Abstract

We investigate the notion that New Zealand's avifauna exhibits a macro‐evolutionary trend towards low reproductive rates by analysing the allometry of nesting parameters for native altricial land birds. We show that egg size, incubation periods, and nestling periods are all strongly correlated with body mass, but clutch size is not. However, egg size more accurately predicts incubation periods, and incubation periods more accurately predict nestling periods, than does body mass. Variation between and within families is explored. Neither divergence per se nor slow rates of reproduction appear related to the taxic level of endemism. “Gigantic” species breed more slowly in proportion to body mass as predicted allometrically, but as a macro‐evolutionary trend, the effect is counterpointed within New Zealand by a parallel trend towards dwarfism.

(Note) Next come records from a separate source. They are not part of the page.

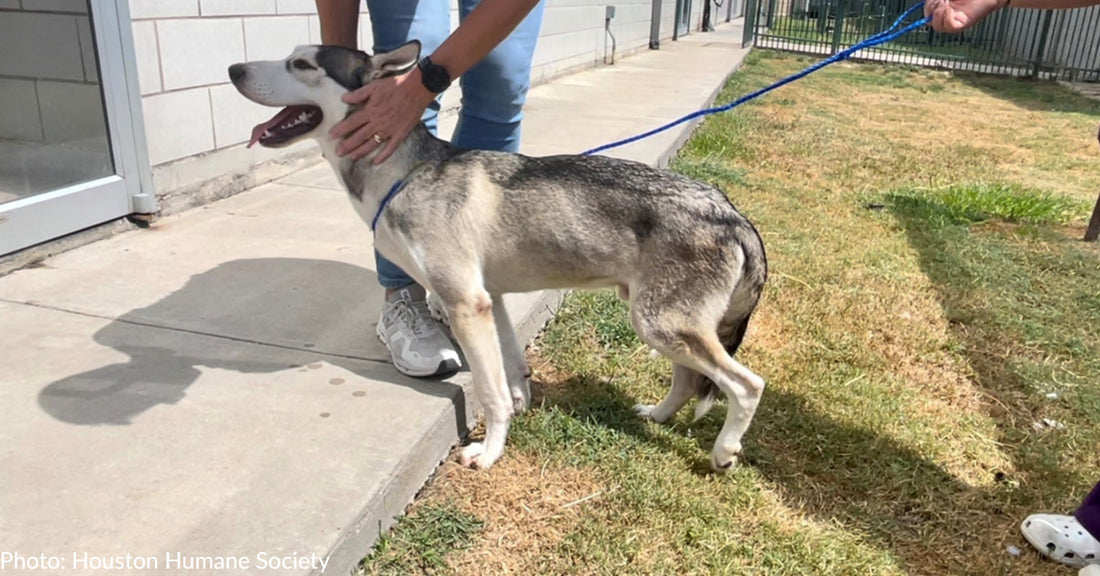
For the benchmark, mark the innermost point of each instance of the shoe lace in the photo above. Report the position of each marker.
(416, 316)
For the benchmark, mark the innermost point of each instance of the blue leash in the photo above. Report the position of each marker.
(881, 37)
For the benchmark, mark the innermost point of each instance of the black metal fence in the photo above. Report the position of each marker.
(1062, 44)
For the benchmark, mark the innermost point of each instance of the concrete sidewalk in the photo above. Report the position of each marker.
(210, 391)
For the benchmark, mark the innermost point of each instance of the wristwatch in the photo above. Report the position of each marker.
(435, 77)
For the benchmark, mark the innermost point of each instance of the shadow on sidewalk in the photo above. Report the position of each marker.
(272, 313)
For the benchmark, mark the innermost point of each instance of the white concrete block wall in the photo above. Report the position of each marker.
(184, 46)
(183, 50)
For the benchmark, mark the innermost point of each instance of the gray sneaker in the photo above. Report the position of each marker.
(417, 344)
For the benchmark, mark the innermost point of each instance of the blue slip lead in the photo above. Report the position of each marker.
(881, 37)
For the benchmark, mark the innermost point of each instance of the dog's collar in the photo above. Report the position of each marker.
(389, 196)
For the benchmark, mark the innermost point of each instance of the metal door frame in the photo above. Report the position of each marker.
(681, 20)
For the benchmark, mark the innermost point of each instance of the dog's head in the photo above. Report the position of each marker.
(309, 85)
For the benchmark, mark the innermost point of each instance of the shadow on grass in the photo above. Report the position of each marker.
(836, 472)
(1044, 96)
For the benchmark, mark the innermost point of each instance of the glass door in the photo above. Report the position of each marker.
(68, 146)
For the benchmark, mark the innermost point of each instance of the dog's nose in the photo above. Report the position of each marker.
(237, 72)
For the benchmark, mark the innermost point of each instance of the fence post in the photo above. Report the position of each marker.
(1093, 230)
(838, 25)
(748, 25)
(1041, 48)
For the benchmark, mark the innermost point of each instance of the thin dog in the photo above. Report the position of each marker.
(471, 225)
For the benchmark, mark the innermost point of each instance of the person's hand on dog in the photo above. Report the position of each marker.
(956, 15)
(391, 109)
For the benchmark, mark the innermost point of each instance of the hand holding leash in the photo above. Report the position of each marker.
(956, 15)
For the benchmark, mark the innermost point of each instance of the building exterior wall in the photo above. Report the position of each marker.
(197, 124)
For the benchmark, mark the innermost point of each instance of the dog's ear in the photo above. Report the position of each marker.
(397, 61)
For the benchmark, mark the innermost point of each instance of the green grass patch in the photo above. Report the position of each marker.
(420, 542)
(978, 202)
(930, 299)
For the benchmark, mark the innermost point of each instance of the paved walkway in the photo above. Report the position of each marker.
(210, 391)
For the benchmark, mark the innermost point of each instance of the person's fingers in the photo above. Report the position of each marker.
(938, 17)
(931, 7)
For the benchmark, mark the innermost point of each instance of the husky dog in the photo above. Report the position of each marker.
(471, 225)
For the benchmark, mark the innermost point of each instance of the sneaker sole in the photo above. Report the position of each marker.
(446, 367)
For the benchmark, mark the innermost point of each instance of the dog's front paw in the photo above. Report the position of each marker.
(724, 461)
(520, 396)
(645, 411)
(474, 456)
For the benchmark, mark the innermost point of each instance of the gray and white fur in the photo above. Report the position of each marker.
(471, 225)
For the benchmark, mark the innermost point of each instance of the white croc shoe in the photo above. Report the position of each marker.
(1060, 538)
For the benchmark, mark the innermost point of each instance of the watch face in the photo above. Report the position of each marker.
(435, 77)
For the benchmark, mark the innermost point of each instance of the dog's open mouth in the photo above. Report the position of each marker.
(292, 122)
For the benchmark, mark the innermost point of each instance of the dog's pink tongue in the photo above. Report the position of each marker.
(257, 132)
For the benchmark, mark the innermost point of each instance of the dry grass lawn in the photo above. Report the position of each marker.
(930, 302)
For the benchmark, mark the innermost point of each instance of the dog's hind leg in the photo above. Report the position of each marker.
(682, 341)
(685, 384)
(471, 311)
(515, 365)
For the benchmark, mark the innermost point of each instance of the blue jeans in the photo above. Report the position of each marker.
(493, 91)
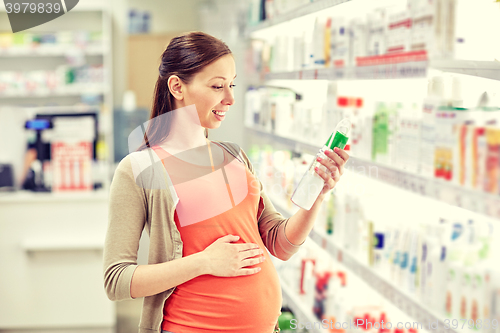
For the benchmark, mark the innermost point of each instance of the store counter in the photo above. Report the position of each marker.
(51, 262)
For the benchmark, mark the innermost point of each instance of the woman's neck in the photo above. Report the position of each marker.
(185, 130)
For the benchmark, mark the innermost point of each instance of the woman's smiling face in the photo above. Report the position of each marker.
(211, 90)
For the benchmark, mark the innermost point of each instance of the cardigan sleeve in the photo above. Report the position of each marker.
(126, 220)
(271, 223)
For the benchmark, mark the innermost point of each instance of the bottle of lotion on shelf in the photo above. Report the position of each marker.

We found that hollow‐ and cavity‐nesting species have longer nestling periods than open‐nesting species. Corvida passerines lay larger eggs, after controlling for body mass, than do Passerida passerines. Most of New Zealand's altricial bird species evolved from Australian colonists. Macro‐evolutionary trends are therefore most likely to be identified by comparison with the Australian avifauna. We present evidence suggesting that New Zealand passerines lay larger clutches than their Australian temperate zone counterparts. A previous study (Trevelyan & Read 1989) suggested that New Zealand birds lay more clutches per year. These findings are inconsistent with suggestions of marked K‐selection in the New Zealand avifauna, but may be explicable under the “bet‐hedging hypothesis” for the evolution of life histories. The notion that New Zealand birds breed slowly may have arisen by comparisons with the avifaunas of the Northern Hemisphere, comparisons that ignore the distinctive life history traits of the avifaunas of tropical and other southern temperate regions.